September 10, 2014 | Posted in straight by
When theater is good there is nothing better, and when it is bad there is nothing more interminable. You can shut a book, leave a movie, but the human bond of live performance, especially without the distortion and drinks creating a false sense of community at a music venue, is too intimate. Now add nudity and you’re venturing into new territory. Or not so new, as “Hard Times: The Adult Musical in 1970s New York City” (University of Chicago Press) by Elizabeth L. Wollman illustrates with its well-researched and fun-loving romp through an era where the fourth wall, among other things, was shattered.
Wollman knows whereof she speaks. Not only an academic, an assistant professor of music at Baruch College in New York City, whose first book, “The Theater Will Rock: A History of the Rock Musical, from Hair to Hedwig,” gives her a strong foundation in the ways of the Great White Way, but she grew up in Pittsburgh, daughter of transplanted New Yorkers, and returned to the homeland frequently for trips to Broadway. She tried, but never got her parents to take her to one of the old nudie musicals, but vast interviews with participants and time sequestered in the vaults of New York Public Library for the Performing Arts has given her the knowledge to use her skills to share those heady times with readers.
Everyone knows “Oh!

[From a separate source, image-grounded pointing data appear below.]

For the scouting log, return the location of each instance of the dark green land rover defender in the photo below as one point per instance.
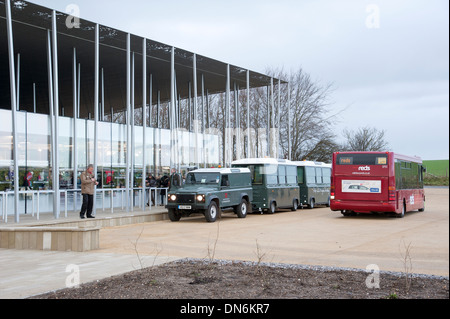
(209, 191)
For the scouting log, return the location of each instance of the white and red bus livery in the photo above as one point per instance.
(366, 182)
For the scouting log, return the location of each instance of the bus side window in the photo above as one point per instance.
(326, 172)
(281, 174)
(301, 174)
(318, 175)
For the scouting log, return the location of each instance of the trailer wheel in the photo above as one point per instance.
(242, 209)
(273, 208)
(294, 205)
(422, 209)
(311, 203)
(212, 212)
(402, 214)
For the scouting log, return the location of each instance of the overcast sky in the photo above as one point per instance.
(388, 60)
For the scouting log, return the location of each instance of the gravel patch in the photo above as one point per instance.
(220, 279)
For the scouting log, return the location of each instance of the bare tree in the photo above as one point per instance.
(311, 115)
(366, 139)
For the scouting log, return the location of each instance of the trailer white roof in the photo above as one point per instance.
(312, 164)
(222, 170)
(269, 161)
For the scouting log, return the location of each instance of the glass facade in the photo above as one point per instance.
(35, 164)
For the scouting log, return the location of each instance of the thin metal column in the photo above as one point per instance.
(144, 118)
(272, 128)
(132, 146)
(102, 115)
(249, 141)
(197, 163)
(34, 98)
(18, 82)
(289, 122)
(237, 122)
(12, 80)
(228, 144)
(96, 105)
(56, 198)
(278, 139)
(128, 94)
(172, 119)
(75, 131)
(203, 121)
(51, 109)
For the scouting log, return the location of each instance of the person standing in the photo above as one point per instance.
(88, 183)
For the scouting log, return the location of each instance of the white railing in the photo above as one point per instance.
(35, 199)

Calcutta!” the long-running tourist trap of the sexual revolution that lasted long past when hippies’ secondary sexual characteristics had started to sag, but who recalls “Let My People Come,” with its title a pun even pornographers would consider below their standards, or “I Love My Wife,” a wife-swapping musical comedy with a book and lyrics by Michael (“Hello Dolly”) Stewart and music by Cy (“Sweet Charity”) Coleman? “Deep Throat” ushered in “porn chic” and for one gloriously icky moment hardcore sex was accepted by the mainstream.
Wollman charts the trajectory of sexually explicit materials on its march to Forty Second Street, from changing morals and precedent-setting court decisions, to the history of money-making burlesque and groundbreaking off-off Broadway productions. None of the works she writes about involve real sex, though often, to sell tickets, promotors hinted that they did, the marquee is still revolutionary as the site where the movements for women’s, homosexual and sexual liberation met and paved the way for a new acceptance of the naked body and alternative lifestyles as fodder for playwrights. While Wollman details more serious and sharply satirical productions, such as the feminist musical “Mod Donna,” much of the works cited were middlebrow enough to cater to an affluent audience able to afford a night of theater.
There is also a surprising innocence to putting on a production with an all-nude cast. These are not the jaded live-sex performers working around the corner or the peepshow girls dully seated on their rears until called to action by the flash of a green bill. These are actors, singers and dancers, show people who are literally showing all because the show must go on. Though often it did not. Many productions suffered the scrutiny of censors trying to clean up Times Square, especially at the tail end of the decade when the city was close to default and seediness keep the suburbanites and out-of-towners from venturing into the area. However, as Wollman clearly shows, there was money to be made in them there hilly bosoms, and money was made. “Hair” paved the way with its naked be-ins at the close of the last decade and producers took notice of more than than just the naked hippie chicks.
More than commerce there was a feeling of discovery and experimentation, a risk-taking element largely absent from the multi-million-dollar productions targeting Broadway today. People were on a mission. Hindsight may make much of the shenanigans look sexists or just silly, but without shame and sometimes without sense these musicals attempted to reinvent an art form in stasis. Some of the most fun reading Wollman’s book is the reaction of major media reviewers, while not always off the mark, they are still often more hysterical than reasoned critiques.
Dense with fascinating history and entertaining stories, Wollman does a masterful job of bringing this decade in New York City to life through the lens of its performing arts community. She does tend to lean heavily on an academic style that could have been edited out without disrupting the ideas being discussed and smoothing out the bumps and grinds of its prose. That, however, is a minor criticism for a needed book that fills the gap in the bridge from classic Broadway to the commercial behemoth that has turned the Crossroads of the World into an exclusive mall.